Omer has spent the last several years studying dynein regulation, first in yeast at the University of Massachusetts, then in mammal immune cells at U of T. Now, she wants to create as detailed a picture as possible of how chlamydia hijacks dynein’s mechanisms, usually integral to cell health, to spread the infection. She’ll also focus on figuring out which other proteins and bacterial factors help chlamydia move during the early and late stages of infection.

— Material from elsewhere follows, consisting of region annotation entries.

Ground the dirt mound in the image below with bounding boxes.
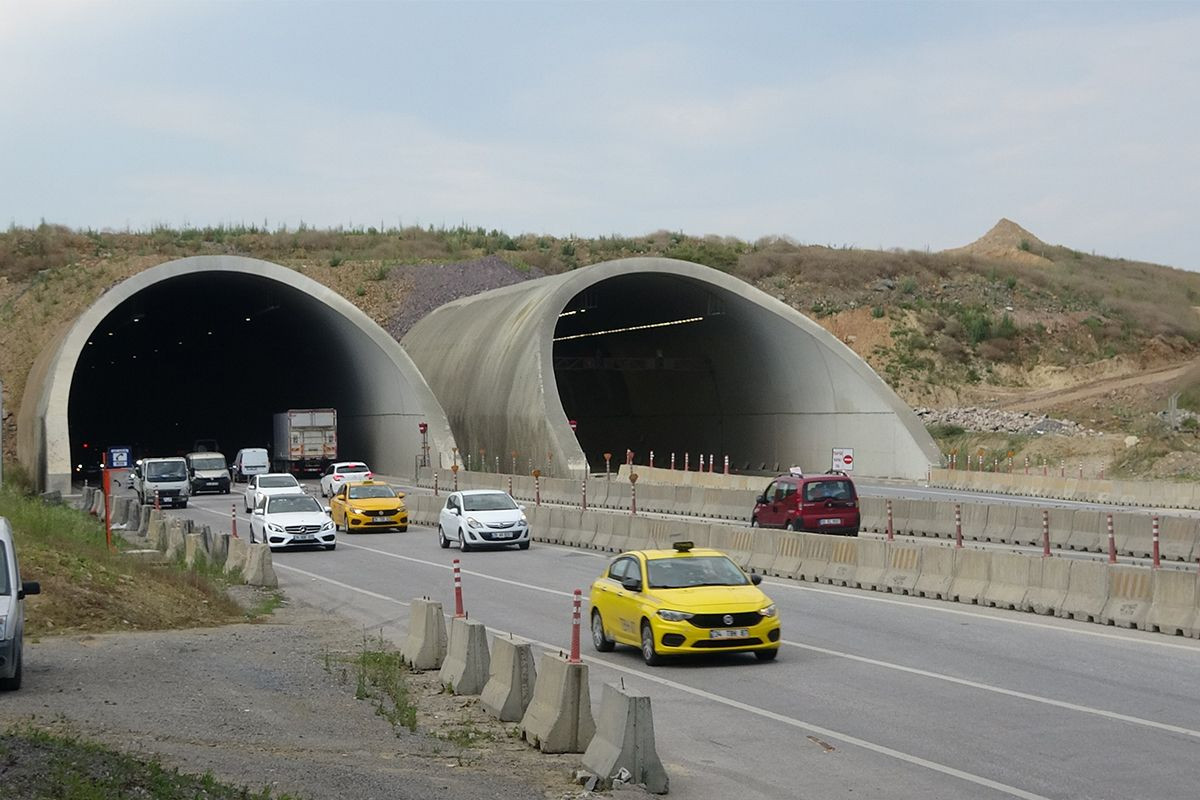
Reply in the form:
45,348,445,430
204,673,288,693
944,218,1050,264
384,255,544,342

Chlamydia infiltrates the body while enclosed in a large membrane, using dynein to get to the centre of the cell. The bacteria disrupts normal cell division and results in cells with multiple nuclei, an abnormality linked to tumor development. Omer also notes that when chlamydia is treated, these abnormal cells with too many chromosomes have the potential to become cancerous. Her findings reinforce the importance of regular screenings for cervical cancer even after chlamydia is treated.

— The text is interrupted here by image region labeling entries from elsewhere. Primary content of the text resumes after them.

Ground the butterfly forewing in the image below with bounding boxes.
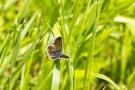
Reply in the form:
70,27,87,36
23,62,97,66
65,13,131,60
53,37,62,52
60,54,69,59
46,37,69,60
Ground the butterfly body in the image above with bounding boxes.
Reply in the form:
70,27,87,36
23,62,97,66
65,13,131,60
46,37,69,60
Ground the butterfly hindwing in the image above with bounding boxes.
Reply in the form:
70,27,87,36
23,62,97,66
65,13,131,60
46,37,69,60
53,37,62,52
60,54,69,59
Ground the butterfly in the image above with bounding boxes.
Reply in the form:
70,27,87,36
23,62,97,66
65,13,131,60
46,37,69,60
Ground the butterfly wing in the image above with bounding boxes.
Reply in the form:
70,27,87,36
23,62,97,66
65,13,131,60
60,54,69,59
53,37,62,52
46,45,60,60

“The day I found out that Safia received this award was the best day of my career,” says Rene Harrison, who helped Omer with the rigorous award application, and is a professor in the Department of Biological Sciences and vice-dean of graduate and postdoctoral studies at U of T Scarborough. “Safia has faced relentless challenges in her studies and home in Sudan and was long overdue in being rewarded for her accomplishments.”

Omer finished her undergrad and master’s in her home country of Sudan, and her family is among the five million people displaced by a war that broke out last April. The conflict is ever-present in her mind, as are the thousands of Sudanese researchers whose work has been disrupted, and the children who’ve been out of school for months.

“This erupted conflict is the result of injustice, corruption and severe mismanagement of Sudan for the last 50 years,” she says. “Unfortunately, there is not much international recognition, and this is something that needs immediate attention.”

A researcher is learning against a railing, wearing a pink, long-sleeve shirt and glasses. — *Safia Omer has spent years investigating dynein, a protein that plays a major role in how cells function.*

*Safia Omer has spent years investigating dynein, a protein that plays a major role in how cells function.*

Preemptively finding ‘universal’ coronavirus vaccines

Meanwhile, Jonathan Burnie (HBSc 2018, PhD 2023 UTSC) is using the award to bridge a potentially disastrous knowledge gap: the strain of coronavirus that stopped the world — SARS-CoV-2 — is now well understood, but the litany of other common coronavirus strains are not.

Coronaviruses cause up to 30 per cent of common colds each year and largely go away without treatment, yet known strains can cause fatal pulmonary infections and unidentified ones can be harboured in bats, including those that could spread to humans. During the pandemic, Burnie saw how quickly scientists could create vaccines once they had a thorough understanding of SARS-CoV-2’s biology, and says that’s why now is the time to pre-emptively get that same baseline knowledge on the gamut of coronaviruses lurking around the world.

“I hope that by generating a better understanding of this virus family, we can work towards developing universal vaccines effective against all coronaviruses,” says Burnie, who completed his PhD in the Guzzo Lab and is now a postdoctoral fellow in the Corbett Lab at the Harvard T.H. Chan School of Public Health.

Burnie’s project will identify which monoclonal antibodies (mAbs) — the lab-created antibodies at the core of vaccines — best neutralize endemic coronaviruses, and test the hypothesis that combining two or more mAbs makes for a more effective treatment.

To make vaccines, scientists need to know how a virus attaches itself to healthy cells with spike proteins. While investigating HIV spike proteins for his PhD, Burnie found he got different results depending on which experimental technique he used, though they were all common approaches to studying viruses. He’ll continue exploring how mAbs interact with spike proteins to figure out the tools and approaches best used to study endemic coronaviruses and other viruses.